More teachers, more space, more books. Cadets returning after the war, veterans taking advantage of the G.I. Bill, and a new generation of young A&M students flooding the campus. Enrollment swelled to 8,651 for the 1946–47 academic year. Dormitories were converted, and temporary family dwelling units were built to house the ever-increasing number of students. Freshmen and veterans resided and took classes at the Bryan Air Base (now the Riverside Campus).

The post–World War II years were a time of change and confusion across America and at Texas A&M. Cadets, faculty, and students proud of the college’s war record wanted to preserve the all-male military tradition and saw little need for change. Elected in 1944, President Gibb Gilchrist launched an all-out reorganization of the academic and administrative structures, retired some of the old customs and traditions, and created new policies and regulations that better reflected a more civilian student body. During his tenure, he established the A&M Research Foundation to allow industrial and private grants for specific types of research projects.
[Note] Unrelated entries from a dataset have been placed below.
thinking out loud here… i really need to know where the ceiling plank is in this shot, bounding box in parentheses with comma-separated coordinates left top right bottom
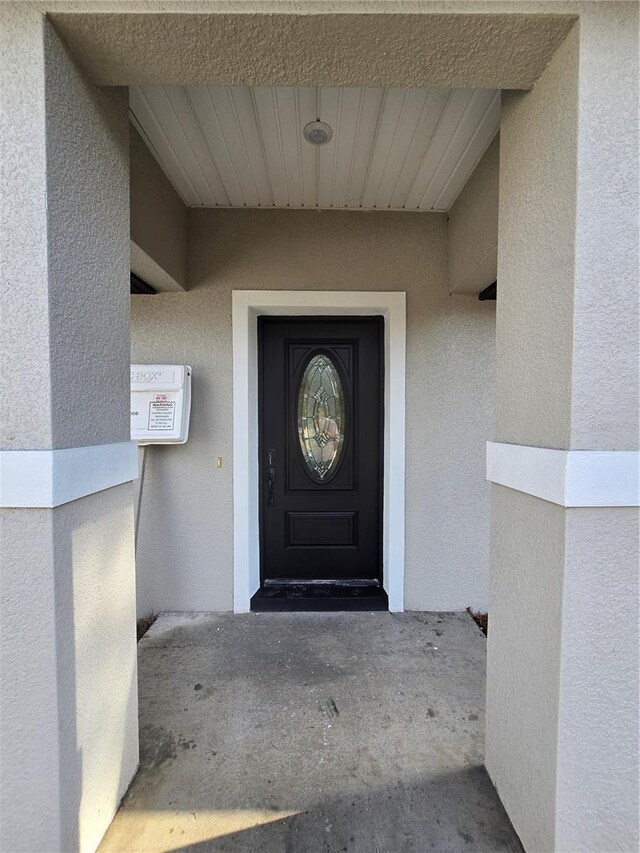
(187, 87, 246, 206)
(252, 87, 289, 207)
(361, 88, 409, 209)
(130, 87, 201, 206)
(388, 89, 449, 210)
(132, 84, 500, 212)
(331, 87, 364, 209)
(404, 88, 474, 210)
(344, 88, 386, 209)
(433, 90, 500, 211)
(420, 89, 497, 210)
(317, 87, 342, 209)
(226, 87, 273, 207)
(164, 86, 230, 206)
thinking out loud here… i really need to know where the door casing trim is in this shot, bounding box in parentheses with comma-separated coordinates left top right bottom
(232, 291, 406, 612)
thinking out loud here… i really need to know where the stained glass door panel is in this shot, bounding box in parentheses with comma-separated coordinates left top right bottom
(297, 354, 345, 482)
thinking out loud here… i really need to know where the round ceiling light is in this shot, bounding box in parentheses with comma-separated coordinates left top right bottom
(303, 120, 333, 146)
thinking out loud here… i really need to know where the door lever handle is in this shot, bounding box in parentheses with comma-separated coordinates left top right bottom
(266, 449, 276, 507)
(266, 466, 276, 507)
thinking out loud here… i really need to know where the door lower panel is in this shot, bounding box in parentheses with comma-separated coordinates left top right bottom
(287, 512, 357, 548)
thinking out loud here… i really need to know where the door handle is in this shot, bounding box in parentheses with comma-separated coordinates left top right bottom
(266, 467, 276, 506)
(266, 449, 276, 507)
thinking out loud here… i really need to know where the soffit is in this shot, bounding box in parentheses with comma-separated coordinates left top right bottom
(130, 85, 500, 211)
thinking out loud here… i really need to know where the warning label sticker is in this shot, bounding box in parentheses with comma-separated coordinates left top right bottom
(148, 401, 176, 430)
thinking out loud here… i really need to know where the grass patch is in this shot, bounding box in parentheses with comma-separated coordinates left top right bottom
(466, 607, 488, 637)
(136, 612, 157, 642)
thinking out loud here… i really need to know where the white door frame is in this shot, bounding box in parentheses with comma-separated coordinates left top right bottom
(232, 290, 406, 612)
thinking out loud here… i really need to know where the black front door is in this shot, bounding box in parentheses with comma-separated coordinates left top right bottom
(255, 316, 385, 609)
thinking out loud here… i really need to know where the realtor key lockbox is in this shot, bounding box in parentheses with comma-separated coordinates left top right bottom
(131, 365, 192, 444)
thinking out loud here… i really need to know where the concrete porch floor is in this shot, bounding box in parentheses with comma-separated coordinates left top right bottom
(99, 612, 522, 852)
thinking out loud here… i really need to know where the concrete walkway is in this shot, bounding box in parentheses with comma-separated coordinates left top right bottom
(100, 612, 522, 852)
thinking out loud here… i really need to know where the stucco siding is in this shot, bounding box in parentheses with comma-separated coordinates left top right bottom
(132, 209, 495, 614)
(1, 7, 51, 448)
(51, 10, 575, 90)
(555, 506, 639, 849)
(495, 24, 579, 450)
(0, 484, 138, 853)
(44, 22, 131, 449)
(488, 10, 640, 851)
(570, 3, 639, 450)
(485, 485, 565, 851)
(486, 27, 580, 852)
(56, 484, 139, 853)
(447, 133, 499, 295)
(130, 125, 188, 290)
(0, 506, 61, 848)
(1, 16, 138, 852)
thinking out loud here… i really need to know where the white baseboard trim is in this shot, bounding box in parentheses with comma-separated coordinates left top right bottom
(0, 441, 139, 508)
(486, 441, 640, 507)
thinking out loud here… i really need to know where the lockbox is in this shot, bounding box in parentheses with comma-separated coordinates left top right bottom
(130, 364, 192, 445)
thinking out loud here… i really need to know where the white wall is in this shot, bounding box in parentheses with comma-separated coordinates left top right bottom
(132, 209, 495, 615)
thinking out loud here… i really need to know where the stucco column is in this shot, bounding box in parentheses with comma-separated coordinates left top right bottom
(486, 8, 639, 853)
(0, 9, 138, 852)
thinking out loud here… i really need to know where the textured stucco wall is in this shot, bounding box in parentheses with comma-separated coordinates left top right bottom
(495, 26, 579, 450)
(1, 12, 138, 853)
(0, 485, 138, 853)
(487, 22, 580, 851)
(569, 3, 639, 451)
(488, 7, 640, 852)
(0, 506, 61, 848)
(51, 8, 574, 89)
(447, 134, 499, 295)
(485, 485, 565, 851)
(555, 506, 639, 850)
(1, 8, 130, 451)
(496, 3, 639, 453)
(488, 493, 640, 853)
(132, 209, 495, 615)
(555, 22, 640, 844)
(56, 485, 138, 853)
(130, 124, 188, 290)
(1, 5, 52, 448)
(44, 23, 131, 449)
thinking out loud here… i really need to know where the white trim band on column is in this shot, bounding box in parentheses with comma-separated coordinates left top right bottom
(0, 441, 139, 508)
(487, 441, 640, 507)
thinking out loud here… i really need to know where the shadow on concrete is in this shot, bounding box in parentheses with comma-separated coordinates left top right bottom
(100, 612, 523, 853)
(173, 765, 524, 852)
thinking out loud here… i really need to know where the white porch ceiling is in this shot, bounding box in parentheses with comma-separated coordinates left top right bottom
(130, 86, 499, 212)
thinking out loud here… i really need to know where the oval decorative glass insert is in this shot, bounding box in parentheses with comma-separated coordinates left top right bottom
(297, 354, 345, 481)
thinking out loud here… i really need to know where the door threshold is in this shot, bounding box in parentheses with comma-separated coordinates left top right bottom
(251, 583, 389, 612)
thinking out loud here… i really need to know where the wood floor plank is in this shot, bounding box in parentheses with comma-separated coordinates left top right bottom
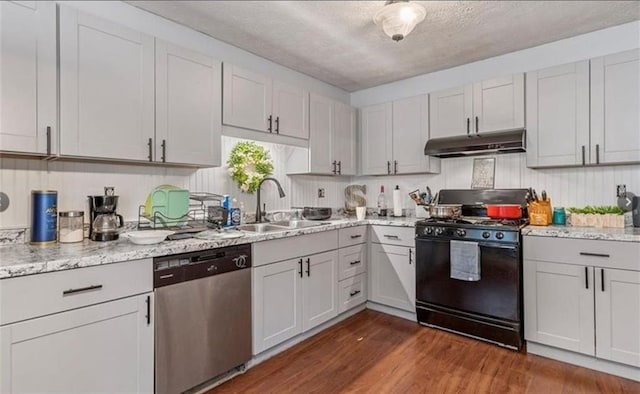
(209, 310, 640, 393)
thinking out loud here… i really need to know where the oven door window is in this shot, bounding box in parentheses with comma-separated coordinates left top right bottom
(416, 238, 520, 321)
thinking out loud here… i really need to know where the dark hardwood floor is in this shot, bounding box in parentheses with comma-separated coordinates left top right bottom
(209, 310, 640, 393)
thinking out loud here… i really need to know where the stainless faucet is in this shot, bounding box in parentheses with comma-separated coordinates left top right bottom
(255, 177, 286, 223)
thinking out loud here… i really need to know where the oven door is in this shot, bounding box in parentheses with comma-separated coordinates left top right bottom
(415, 237, 520, 321)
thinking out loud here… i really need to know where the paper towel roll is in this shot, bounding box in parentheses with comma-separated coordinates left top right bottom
(393, 186, 402, 217)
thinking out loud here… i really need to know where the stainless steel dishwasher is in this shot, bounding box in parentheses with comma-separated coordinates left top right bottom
(153, 244, 252, 394)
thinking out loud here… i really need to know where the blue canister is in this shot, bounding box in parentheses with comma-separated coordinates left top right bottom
(31, 190, 58, 245)
(552, 207, 566, 225)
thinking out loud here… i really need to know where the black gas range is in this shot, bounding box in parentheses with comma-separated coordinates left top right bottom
(415, 189, 529, 350)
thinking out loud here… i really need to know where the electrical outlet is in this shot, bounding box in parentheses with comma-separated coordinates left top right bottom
(318, 188, 325, 198)
(617, 184, 627, 198)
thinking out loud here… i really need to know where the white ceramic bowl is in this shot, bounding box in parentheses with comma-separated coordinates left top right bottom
(123, 230, 174, 245)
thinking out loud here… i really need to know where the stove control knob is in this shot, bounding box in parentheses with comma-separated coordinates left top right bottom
(482, 231, 491, 239)
(425, 227, 433, 235)
(435, 228, 444, 236)
(496, 232, 504, 240)
(456, 229, 466, 237)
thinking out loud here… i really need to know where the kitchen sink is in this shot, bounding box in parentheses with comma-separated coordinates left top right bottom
(270, 220, 330, 229)
(237, 223, 289, 233)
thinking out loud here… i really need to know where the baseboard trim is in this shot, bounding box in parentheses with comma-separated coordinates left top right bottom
(527, 342, 640, 382)
(366, 301, 416, 322)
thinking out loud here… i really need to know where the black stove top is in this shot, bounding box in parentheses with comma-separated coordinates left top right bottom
(417, 217, 528, 230)
(415, 216, 528, 243)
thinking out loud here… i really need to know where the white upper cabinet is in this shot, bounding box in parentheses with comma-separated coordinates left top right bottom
(308, 93, 334, 174)
(305, 94, 356, 175)
(361, 96, 439, 176)
(223, 64, 309, 139)
(332, 102, 357, 176)
(273, 80, 309, 139)
(429, 85, 473, 139)
(360, 103, 393, 175)
(526, 61, 590, 167)
(472, 74, 525, 133)
(591, 49, 640, 165)
(0, 1, 56, 155)
(59, 6, 155, 161)
(429, 74, 524, 138)
(392, 95, 438, 174)
(223, 64, 272, 133)
(155, 40, 221, 166)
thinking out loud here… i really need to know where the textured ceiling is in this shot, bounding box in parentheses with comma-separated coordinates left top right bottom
(128, 1, 640, 92)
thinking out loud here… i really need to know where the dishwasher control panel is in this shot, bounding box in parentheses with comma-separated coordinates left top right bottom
(153, 243, 252, 288)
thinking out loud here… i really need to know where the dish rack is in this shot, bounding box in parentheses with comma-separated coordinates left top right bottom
(137, 192, 224, 231)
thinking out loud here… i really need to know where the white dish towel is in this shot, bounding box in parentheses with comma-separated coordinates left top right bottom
(450, 240, 481, 281)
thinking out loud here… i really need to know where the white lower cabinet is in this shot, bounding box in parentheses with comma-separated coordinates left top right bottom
(253, 250, 338, 354)
(339, 273, 367, 314)
(524, 236, 640, 368)
(0, 293, 153, 394)
(370, 243, 415, 312)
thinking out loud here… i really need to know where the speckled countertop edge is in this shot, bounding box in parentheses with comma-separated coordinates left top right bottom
(0, 218, 416, 279)
(522, 225, 640, 243)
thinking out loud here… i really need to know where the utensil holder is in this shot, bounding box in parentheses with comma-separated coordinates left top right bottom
(528, 200, 552, 226)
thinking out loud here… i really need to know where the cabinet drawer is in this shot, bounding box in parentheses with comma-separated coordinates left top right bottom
(253, 230, 338, 267)
(338, 226, 367, 248)
(371, 225, 415, 247)
(1, 259, 152, 325)
(338, 273, 367, 314)
(338, 244, 366, 281)
(524, 236, 640, 271)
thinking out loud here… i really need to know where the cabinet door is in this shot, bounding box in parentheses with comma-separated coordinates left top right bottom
(302, 250, 338, 331)
(360, 103, 393, 175)
(252, 259, 303, 354)
(333, 102, 357, 175)
(222, 64, 272, 133)
(370, 243, 415, 312)
(523, 261, 594, 355)
(309, 93, 334, 174)
(595, 268, 640, 367)
(472, 74, 524, 133)
(526, 61, 590, 167)
(0, 294, 153, 394)
(59, 6, 155, 161)
(272, 80, 309, 139)
(155, 40, 221, 166)
(591, 50, 640, 164)
(392, 95, 434, 174)
(429, 85, 473, 139)
(0, 1, 56, 155)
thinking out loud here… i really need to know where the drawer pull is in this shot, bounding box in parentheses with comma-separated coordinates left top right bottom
(350, 234, 362, 239)
(350, 260, 361, 266)
(585, 267, 589, 289)
(62, 284, 103, 296)
(384, 235, 400, 240)
(601, 268, 605, 292)
(350, 290, 361, 297)
(159, 274, 174, 279)
(145, 295, 151, 325)
(579, 252, 610, 258)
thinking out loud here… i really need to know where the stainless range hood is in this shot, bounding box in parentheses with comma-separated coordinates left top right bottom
(424, 128, 526, 158)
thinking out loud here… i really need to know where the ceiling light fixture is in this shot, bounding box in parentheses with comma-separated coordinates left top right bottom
(373, 0, 426, 42)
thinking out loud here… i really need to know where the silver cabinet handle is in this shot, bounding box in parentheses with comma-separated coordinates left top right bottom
(384, 235, 400, 240)
(159, 273, 174, 279)
(63, 284, 103, 296)
(350, 260, 361, 266)
(350, 290, 361, 297)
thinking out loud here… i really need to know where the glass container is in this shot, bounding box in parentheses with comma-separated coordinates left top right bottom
(59, 211, 84, 243)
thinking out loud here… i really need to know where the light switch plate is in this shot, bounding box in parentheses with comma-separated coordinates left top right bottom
(318, 188, 325, 198)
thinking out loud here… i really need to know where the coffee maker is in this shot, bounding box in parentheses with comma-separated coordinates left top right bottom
(88, 187, 124, 241)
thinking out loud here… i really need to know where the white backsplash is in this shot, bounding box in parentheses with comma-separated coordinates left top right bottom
(1, 146, 638, 229)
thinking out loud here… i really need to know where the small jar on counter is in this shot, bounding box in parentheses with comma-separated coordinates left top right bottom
(59, 211, 84, 243)
(552, 207, 566, 225)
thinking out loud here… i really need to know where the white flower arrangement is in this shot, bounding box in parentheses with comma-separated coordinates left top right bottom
(227, 141, 274, 194)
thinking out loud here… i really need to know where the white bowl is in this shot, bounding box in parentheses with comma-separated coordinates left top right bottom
(123, 230, 174, 245)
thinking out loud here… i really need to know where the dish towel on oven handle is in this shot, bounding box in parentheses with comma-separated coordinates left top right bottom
(450, 240, 481, 281)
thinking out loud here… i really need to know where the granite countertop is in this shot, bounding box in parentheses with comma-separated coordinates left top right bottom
(522, 225, 640, 243)
(0, 217, 416, 279)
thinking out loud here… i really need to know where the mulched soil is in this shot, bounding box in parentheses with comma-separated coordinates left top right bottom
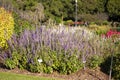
(0, 65, 109, 80)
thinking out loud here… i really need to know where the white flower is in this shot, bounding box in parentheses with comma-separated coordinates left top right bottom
(83, 60, 86, 63)
(38, 59, 43, 63)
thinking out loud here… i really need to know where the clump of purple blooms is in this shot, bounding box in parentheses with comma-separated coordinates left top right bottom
(4, 26, 106, 61)
(1, 26, 114, 73)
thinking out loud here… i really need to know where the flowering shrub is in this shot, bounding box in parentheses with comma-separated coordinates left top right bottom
(106, 29, 120, 38)
(0, 7, 14, 48)
(2, 26, 111, 74)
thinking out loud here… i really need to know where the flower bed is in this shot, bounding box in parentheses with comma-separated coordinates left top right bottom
(0, 26, 110, 74)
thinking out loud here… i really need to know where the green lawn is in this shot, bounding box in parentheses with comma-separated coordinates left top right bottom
(0, 72, 63, 80)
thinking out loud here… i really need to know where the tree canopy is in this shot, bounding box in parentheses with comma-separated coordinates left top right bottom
(107, 0, 120, 21)
(0, 0, 120, 23)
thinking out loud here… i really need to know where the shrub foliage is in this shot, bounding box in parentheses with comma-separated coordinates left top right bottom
(0, 7, 14, 48)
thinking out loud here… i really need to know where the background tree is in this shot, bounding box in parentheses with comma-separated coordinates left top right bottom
(13, 0, 44, 24)
(39, 0, 75, 23)
(1, 0, 120, 24)
(41, 0, 64, 23)
(107, 0, 120, 21)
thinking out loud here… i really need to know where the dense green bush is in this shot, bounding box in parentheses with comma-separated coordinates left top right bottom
(112, 41, 120, 79)
(112, 53, 120, 79)
(102, 21, 109, 25)
(4, 47, 83, 74)
(5, 50, 20, 69)
(100, 41, 120, 79)
(5, 58, 16, 69)
(13, 13, 33, 35)
(116, 27, 120, 32)
(28, 48, 83, 74)
(101, 52, 120, 80)
(5, 50, 28, 70)
(28, 59, 44, 73)
(87, 55, 103, 69)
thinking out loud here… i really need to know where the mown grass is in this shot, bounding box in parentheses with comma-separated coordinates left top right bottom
(0, 72, 63, 80)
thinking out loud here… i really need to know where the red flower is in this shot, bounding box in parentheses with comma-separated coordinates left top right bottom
(103, 29, 120, 38)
During the war, many departments and academic programs were in a holding pattern as work essential to the war effort continued. But the years between 1944 and 1948 saw substantive changes to the School of Agriculture. During that time, more than one-third of the academic departments acquired new heads.

Under Gilchrist, older divisions and departments were combined or reorganized, including Entomology and Poultry Husbandry, and new departments were created, including the Department of Biochemistry and Nutrition (now Biochemistry and Biophysics). In 1946, the Board of Directors ordered the unification and coordination of the School of Agriculture, the Texas Agricultural Experiment Station, and the Texas Agricultural Extension Service. Linking these separate entities created opportunities for graduate students and researchers to produce work with worldwide impact. Important changes included the following:

  • 1944. E. J. Kyle retired as dean of agriculture, ending a 33-year tenure in the position; he was succeeded by Charles Noah Shepardson.
  • 1946. Coordination of the Department of Poultry Husbandry was accomplished, followed by other departments in 1947. The Department of Range and Forestry was created (now Ecosystem Science and Management), and the Department of Plant Physiology and Pathology was formed, with scientists from the Texas Agricultural Experiment Station as faculty. A five-year undergraduate degree program in Food Technology was initiated.
  • 1947. The Department of Biochemistry and Nutrition was organized, with Paul Pearson as head. Faculty came from the Department of Animal Husbandry and the Chemistry and Swine Divisions of the Texas Agricultural Experiment Station. The Department of Agricultural Engineering came to be jointly administered by the Schools of Agriculture and Engineering.
  • 1947–50. Department heads combined the tenets of the land-grant mission to coordinate teaching, research, and extension.
  • 1948. Two interdepartmental curricula, Animal Science and Plant and Soil Science, were established to prepare undergraduates for graduate work.

The effects of changes that occurred during the four years of the Gilchrist administration would last for decades. While A&M was still an agricultural and mechanical college with an all-male, predominantly military orientation, the new directions created new capabilities and the potential for future generations of students and faculty to make major contributions to agriculture.

Today, the College of Agriculture and Life Sciences offers nearly 40 undergraduate majors and options and more than 70 master’s and doctoral degrees, including interdisciplinary programs more than any other college at Texas A&M.